ORacle: Large Vision-Language Models for Knowledge-Guided Holistic OR Domain Modeling

Official code of the paper ORacle: Large Vision-Language Models for Knowledge-Guided Holistic OR Domain Modeling accepted at MICCAI 2024 (https://arxiv.org/abs/2404.07031). Every day, countless surgeries are performed worldwide, each within the distinct settings of operating rooms (ORs) that vary not only in their setups but also in the personnel, tools, and equipment used. This inherent diversity poses a substantial challenge for achieving a holistic understanding of the OR, as it requires models to generalize beyond their initial training datasets.
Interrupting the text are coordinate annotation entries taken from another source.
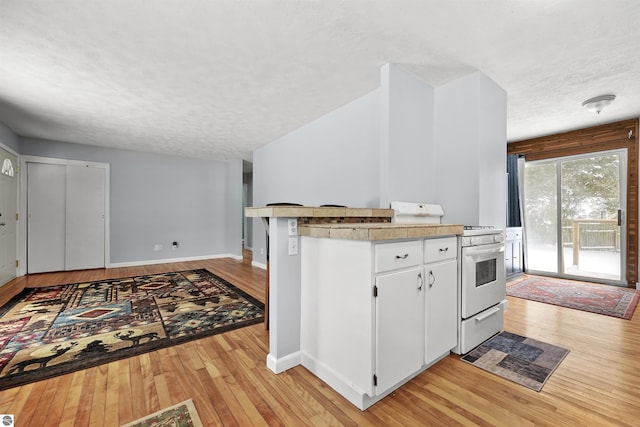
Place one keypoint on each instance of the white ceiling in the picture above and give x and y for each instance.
(218, 79)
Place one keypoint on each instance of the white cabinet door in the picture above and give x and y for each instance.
(85, 225)
(46, 207)
(441, 309)
(399, 326)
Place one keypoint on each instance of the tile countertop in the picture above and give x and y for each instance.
(378, 231)
(315, 211)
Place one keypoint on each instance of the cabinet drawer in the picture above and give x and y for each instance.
(440, 249)
(392, 256)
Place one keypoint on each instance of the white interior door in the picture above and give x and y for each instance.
(66, 225)
(46, 207)
(85, 218)
(8, 210)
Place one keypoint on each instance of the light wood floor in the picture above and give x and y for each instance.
(598, 384)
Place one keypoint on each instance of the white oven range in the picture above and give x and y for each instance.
(481, 286)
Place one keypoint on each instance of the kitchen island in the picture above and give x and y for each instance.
(363, 305)
(378, 304)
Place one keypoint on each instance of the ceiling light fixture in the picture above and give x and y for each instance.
(597, 104)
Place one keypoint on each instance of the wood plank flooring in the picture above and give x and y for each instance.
(598, 384)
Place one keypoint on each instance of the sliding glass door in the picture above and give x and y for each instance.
(573, 216)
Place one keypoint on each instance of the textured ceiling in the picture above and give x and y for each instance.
(218, 79)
To reduce this gap, we introduce ORacle, an advanced vision-language model designed for holistic OR domain modeling, which incorporates multi-view and temporal capabilities and can leverage external knowledge during inference, enabling it to adapt to previously unseen surgical scenarios. This capability is further enhanced by our novel data augmentation framework, which significantly diversifies the training dataset, ensuring ORacle's proficiency in applying the provided knowledge effectively. In rigorous testing, in scene graph generation, and downstream tasks on the 4D-OR dataset, ORacle not only demonstrates state-of-the-art performance but does so requiring less data than existing models. Furthermore, its adaptability is displayed through its ability to interpret unseen views, actions, and appearances of tools and equipment. This demonstrates ORacle's potential to significantly enhance the scalability and affordability of OR domain modeling and opens a pathway for future advancements in surgical data science.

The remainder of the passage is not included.